\label{sec:glm} 

We start by restating the original data generation model:
\begin{equation}
\label{eqn:problem-setting-glmrestate}
\begin{aligned}
& y=\gamma^{\top} \vx_{\inv}+\epsilon_{\inv}~, \\
& \vx_s^e=y \vzeta_s+\valpha^e \odot \vepsilon_{s}~, \\
& \vx_r=\vzeta_r \odot \vepsilon_{r}~.
\end{aligned}
\end{equation}

GLMs are based on exponential family distributions 
\citep{brown1986book,Barndorff-Neils2014-hc,banerjee2015estimation},
% \citep{banerjee2015estimation},
where we assume the conditional distribution of a response $y_i$ conditioned on covariates $\vx^e_i$ is an exponential density function: 
\begin{equation}
\label{eqn:cond-distr-glm}
    P(y_i |\vx^e_i, \beta^*_\inv) = \exp \{ y_i \langle \vx^e_i, \beta^*_\inv \rangle  - \varphi (  \langle \vx^e_i, \beta^*_\inv \rangle  ) \}
     = \exp \{ y_i \langle \vx_{\inv,i}, \gamma \rangle  - \varphi (  \langle \vx_{\inv,i}, \gamma \rangle  ) \},
\end{equation}
for log-partition function $\varphi\left(\left\langle \vx^e_i, \beta_\inv^*\right\rangle\right)=\log \left(\int_{y_i} \exp \left\{y_i\left\langle \vx^e_i, \beta_\inv^*\right\rangle\right\} d y_i\right) $. 
For simplicity of notation, we can represent the parameter $\eta_i = \langle \vx_{\inv,i}, \gamma \rangle $.
Then the new environmental risk is the negative log-likelihood for the conditional pdf.
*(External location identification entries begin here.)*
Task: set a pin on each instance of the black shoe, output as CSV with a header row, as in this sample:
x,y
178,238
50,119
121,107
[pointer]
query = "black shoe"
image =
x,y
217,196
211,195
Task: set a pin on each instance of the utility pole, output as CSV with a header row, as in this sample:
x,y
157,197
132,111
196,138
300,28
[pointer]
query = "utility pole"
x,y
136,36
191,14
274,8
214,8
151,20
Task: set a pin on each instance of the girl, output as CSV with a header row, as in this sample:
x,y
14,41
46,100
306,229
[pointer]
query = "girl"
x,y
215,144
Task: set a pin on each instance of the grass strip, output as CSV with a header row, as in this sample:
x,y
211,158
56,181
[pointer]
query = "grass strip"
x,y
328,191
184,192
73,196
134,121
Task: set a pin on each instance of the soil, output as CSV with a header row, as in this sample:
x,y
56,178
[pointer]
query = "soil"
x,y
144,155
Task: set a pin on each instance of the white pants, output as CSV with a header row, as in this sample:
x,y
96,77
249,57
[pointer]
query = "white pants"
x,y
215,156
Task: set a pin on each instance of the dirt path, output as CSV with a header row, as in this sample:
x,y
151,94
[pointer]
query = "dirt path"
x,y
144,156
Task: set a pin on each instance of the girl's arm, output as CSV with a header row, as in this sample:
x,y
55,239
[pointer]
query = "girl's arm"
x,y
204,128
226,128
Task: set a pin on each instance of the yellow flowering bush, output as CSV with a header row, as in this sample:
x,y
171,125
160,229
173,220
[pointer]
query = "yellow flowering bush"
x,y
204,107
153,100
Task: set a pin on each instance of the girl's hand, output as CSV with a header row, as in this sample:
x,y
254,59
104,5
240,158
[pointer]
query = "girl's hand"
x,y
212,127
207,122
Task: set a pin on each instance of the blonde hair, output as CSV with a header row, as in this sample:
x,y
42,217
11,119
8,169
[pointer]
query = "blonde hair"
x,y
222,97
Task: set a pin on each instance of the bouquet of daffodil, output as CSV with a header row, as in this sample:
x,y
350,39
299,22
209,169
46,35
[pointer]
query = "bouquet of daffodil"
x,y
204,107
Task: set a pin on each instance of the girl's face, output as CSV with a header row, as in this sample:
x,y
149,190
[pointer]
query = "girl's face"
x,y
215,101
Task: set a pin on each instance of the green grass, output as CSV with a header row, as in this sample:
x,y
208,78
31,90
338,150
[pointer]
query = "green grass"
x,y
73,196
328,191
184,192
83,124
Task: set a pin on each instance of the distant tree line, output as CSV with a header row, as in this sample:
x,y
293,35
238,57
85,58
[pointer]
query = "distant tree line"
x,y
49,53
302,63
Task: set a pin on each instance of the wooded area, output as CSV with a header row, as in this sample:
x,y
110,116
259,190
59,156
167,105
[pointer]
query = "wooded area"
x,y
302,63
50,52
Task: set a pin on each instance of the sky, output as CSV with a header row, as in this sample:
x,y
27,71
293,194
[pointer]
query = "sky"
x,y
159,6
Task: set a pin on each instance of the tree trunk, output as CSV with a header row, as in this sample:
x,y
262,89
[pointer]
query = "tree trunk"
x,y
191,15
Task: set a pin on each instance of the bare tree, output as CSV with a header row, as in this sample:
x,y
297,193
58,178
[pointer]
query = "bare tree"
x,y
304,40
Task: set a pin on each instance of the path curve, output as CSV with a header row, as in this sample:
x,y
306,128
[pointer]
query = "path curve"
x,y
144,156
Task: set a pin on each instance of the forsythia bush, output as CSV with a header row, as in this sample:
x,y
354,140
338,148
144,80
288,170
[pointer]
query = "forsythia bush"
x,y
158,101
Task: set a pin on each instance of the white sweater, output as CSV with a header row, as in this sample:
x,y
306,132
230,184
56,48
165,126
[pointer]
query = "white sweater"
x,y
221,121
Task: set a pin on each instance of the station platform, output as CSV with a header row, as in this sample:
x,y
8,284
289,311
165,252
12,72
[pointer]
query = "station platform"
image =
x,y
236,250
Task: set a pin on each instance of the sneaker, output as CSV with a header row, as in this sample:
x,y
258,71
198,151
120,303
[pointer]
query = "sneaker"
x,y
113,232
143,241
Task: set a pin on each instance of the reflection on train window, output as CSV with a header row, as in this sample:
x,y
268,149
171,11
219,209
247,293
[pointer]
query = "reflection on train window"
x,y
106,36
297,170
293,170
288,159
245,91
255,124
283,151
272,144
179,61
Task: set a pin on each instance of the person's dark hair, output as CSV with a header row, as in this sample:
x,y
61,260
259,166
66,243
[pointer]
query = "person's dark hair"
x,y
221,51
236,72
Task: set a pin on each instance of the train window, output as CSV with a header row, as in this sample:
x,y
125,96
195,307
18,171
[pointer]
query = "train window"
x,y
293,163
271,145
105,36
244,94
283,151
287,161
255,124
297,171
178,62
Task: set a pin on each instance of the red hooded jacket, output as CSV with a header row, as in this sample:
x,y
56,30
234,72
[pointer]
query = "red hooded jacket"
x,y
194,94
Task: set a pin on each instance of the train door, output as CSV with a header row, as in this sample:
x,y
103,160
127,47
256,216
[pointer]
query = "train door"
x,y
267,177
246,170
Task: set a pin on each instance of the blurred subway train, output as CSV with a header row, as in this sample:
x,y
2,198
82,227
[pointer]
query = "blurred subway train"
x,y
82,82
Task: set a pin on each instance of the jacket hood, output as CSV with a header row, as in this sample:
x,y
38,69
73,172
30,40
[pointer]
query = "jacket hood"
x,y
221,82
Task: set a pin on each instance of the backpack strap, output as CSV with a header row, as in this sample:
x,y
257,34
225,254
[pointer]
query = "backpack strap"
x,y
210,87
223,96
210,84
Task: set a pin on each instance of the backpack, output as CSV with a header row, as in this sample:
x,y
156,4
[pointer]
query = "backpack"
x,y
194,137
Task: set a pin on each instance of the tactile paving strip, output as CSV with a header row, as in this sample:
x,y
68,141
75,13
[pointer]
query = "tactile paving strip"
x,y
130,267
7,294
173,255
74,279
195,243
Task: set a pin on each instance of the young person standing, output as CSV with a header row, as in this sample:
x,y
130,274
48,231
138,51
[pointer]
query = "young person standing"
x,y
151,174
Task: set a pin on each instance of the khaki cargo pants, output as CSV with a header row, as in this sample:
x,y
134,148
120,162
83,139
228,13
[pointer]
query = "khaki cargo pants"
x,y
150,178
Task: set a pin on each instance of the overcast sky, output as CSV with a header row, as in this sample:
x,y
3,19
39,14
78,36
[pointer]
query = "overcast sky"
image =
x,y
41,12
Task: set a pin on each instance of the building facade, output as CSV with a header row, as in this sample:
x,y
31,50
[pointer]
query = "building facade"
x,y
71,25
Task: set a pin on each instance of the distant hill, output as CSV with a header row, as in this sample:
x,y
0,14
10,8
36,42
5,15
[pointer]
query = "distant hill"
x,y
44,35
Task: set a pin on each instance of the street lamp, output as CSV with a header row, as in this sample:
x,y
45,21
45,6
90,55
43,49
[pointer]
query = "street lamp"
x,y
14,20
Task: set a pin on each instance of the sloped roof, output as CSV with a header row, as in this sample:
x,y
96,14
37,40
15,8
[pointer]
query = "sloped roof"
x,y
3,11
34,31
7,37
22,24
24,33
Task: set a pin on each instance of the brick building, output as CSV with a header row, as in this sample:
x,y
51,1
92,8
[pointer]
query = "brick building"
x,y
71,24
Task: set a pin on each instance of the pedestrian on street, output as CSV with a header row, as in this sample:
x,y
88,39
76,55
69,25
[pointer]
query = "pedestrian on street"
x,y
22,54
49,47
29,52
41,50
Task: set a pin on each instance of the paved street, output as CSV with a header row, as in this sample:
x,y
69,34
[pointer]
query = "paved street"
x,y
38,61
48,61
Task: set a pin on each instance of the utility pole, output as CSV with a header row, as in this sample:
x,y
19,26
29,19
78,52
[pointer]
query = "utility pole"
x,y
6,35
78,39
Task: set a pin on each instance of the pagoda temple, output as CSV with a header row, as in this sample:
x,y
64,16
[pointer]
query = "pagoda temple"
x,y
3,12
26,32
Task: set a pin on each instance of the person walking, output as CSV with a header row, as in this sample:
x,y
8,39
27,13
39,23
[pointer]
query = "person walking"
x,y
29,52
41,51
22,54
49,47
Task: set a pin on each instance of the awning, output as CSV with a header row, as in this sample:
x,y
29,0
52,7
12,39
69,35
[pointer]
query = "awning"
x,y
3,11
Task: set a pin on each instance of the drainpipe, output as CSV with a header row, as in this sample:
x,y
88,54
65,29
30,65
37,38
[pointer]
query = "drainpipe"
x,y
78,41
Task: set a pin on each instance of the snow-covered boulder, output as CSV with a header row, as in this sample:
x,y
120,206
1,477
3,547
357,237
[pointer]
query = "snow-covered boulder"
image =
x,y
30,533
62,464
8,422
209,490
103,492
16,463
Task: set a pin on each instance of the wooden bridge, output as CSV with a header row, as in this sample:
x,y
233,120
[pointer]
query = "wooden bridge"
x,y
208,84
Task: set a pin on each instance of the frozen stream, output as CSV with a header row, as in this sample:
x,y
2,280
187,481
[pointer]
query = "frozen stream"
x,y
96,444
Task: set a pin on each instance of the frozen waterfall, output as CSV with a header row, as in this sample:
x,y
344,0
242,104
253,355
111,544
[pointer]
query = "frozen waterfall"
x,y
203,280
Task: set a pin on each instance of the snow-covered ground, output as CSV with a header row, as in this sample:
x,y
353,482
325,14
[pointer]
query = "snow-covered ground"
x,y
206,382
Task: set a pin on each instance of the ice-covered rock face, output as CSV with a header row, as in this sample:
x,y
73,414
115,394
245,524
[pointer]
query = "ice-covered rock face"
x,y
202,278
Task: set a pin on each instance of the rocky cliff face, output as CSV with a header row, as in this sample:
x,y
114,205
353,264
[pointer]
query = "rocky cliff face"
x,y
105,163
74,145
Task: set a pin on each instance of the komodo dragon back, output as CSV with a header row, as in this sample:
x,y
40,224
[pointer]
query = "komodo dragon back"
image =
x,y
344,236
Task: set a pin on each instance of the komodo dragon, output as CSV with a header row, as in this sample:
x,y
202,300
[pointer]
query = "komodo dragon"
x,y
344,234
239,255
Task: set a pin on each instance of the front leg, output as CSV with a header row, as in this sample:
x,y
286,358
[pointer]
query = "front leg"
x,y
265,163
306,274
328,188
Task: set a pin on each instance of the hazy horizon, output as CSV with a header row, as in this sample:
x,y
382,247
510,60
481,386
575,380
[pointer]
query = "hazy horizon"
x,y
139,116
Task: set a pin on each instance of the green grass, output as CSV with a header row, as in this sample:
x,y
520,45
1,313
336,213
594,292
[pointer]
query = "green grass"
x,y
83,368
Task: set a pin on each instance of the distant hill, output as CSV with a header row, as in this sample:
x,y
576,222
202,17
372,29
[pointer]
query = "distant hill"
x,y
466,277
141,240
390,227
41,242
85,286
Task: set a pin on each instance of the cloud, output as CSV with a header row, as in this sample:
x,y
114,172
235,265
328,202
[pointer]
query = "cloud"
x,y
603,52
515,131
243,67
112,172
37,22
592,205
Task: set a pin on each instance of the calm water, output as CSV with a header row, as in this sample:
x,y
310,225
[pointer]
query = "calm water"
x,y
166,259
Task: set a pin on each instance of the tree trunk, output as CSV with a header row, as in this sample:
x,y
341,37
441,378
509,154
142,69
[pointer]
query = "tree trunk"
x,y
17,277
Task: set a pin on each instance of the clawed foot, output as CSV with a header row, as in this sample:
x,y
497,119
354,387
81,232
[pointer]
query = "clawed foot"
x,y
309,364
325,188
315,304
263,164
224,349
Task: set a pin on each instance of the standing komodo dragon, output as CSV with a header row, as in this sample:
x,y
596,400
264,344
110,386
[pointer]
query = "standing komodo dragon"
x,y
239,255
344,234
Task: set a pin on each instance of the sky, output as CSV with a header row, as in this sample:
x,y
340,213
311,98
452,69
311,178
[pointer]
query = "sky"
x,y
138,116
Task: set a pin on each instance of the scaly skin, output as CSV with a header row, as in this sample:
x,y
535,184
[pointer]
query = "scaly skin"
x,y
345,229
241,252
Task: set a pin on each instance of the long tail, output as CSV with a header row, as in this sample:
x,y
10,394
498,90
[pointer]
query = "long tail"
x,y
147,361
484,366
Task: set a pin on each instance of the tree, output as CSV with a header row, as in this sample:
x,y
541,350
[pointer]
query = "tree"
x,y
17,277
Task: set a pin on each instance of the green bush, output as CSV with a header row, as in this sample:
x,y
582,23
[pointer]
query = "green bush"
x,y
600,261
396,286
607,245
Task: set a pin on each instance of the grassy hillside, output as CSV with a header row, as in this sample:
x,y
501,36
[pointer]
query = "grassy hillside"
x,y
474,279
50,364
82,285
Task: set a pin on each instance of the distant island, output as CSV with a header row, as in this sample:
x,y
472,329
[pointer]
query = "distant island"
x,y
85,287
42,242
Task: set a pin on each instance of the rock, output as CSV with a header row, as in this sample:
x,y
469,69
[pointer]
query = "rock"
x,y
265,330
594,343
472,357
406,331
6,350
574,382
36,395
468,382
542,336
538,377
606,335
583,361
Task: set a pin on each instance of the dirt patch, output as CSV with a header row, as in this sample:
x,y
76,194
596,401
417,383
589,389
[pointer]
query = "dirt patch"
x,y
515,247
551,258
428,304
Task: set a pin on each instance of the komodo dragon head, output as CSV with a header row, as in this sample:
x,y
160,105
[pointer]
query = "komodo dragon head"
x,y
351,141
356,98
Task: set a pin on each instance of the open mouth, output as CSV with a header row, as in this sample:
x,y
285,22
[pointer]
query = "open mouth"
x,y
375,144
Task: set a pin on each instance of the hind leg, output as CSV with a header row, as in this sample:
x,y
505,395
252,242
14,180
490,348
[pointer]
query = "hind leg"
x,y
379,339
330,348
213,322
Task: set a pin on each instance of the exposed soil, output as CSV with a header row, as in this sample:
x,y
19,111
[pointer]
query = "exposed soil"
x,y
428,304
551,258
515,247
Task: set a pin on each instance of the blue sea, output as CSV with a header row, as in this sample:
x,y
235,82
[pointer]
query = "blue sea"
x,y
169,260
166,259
If we use $D_n = \bigcup_{e\in \cE}\{(\vx^e_i, y_i)\}_{i=1}^{n_e} $ to be the entire dataset across different parameters,
\begin{align}
    \label{eqn:loss-glm}
    \cR^e (\beta, D_n) 
    &= -\frac{1}{n} \sum_{e\in \cE}\sum_{i=1}^{n_e} y_i \vx^e_i
    +\frac{1}{n} \sum_{e\in \cE} \sum_{i=1}^{n_e} \vx^e_i
    \frac{\partial \varphi\left(\left\langle\beta_\inv^*, \vx^e_i\right\rangle\right)}
    {\partial \eta_i}
    %
    \nonumber \\
    &=\frac{1}{n} \sum_{e\in \cE}
    \sum_{i=1}^{n_e} 
    \vx^e_i\left(E\left[y_i \mid \vx^e_i\right]-y_i\right)
    \nonumber
    \\
    &=\frac{1}{n} X^\top \left(E\left[y_i \mid \vx^e_i\right]-y_i\right).
\end{align}
We present the conditional Bernoulli distribution example \citep{banerjee2015estimation,Dunn2018-tj}. 
Using parameter $p_i$ for the conditional mean,  
\begin{align}
    P(y_i, | p_i) &=  p_i^{y_i}\left(1-p_i\right)^{\left(1-y_i\right)}
    \nonumber \\
    % &=\exp \left(y_i \log p_i+\left(1-y_i\right) \log \left(1-p_i\right)\right)
    &=\exp \left(y_i \log \left(\frac{p_i}{1-p_i}\right)+\log \left(1-p_i\right)\right).
\end{align}
Then the parameter $\eta_i =\langle \vx_{\inv,i}, \gamma \rangle = \log \ps { \frac{p_i}{1-p_i}} $. We then end up with logistic regression, where 
\begin{equation}
\label{eqn:logistic-reg}
p_i = \frac{\exp(\langle \vx_{\inv,i}, \gamma \rangle) }{ 1 + \exp(\langle \vx_{\inv,i}, \gamma \rangle)}.
\end{equation}
In this case the link function is $\log (1-p_i)$.
We emphasize in this setting that this only depends on the invariant features $\vx_\inv^e$ and not those of the spurious. 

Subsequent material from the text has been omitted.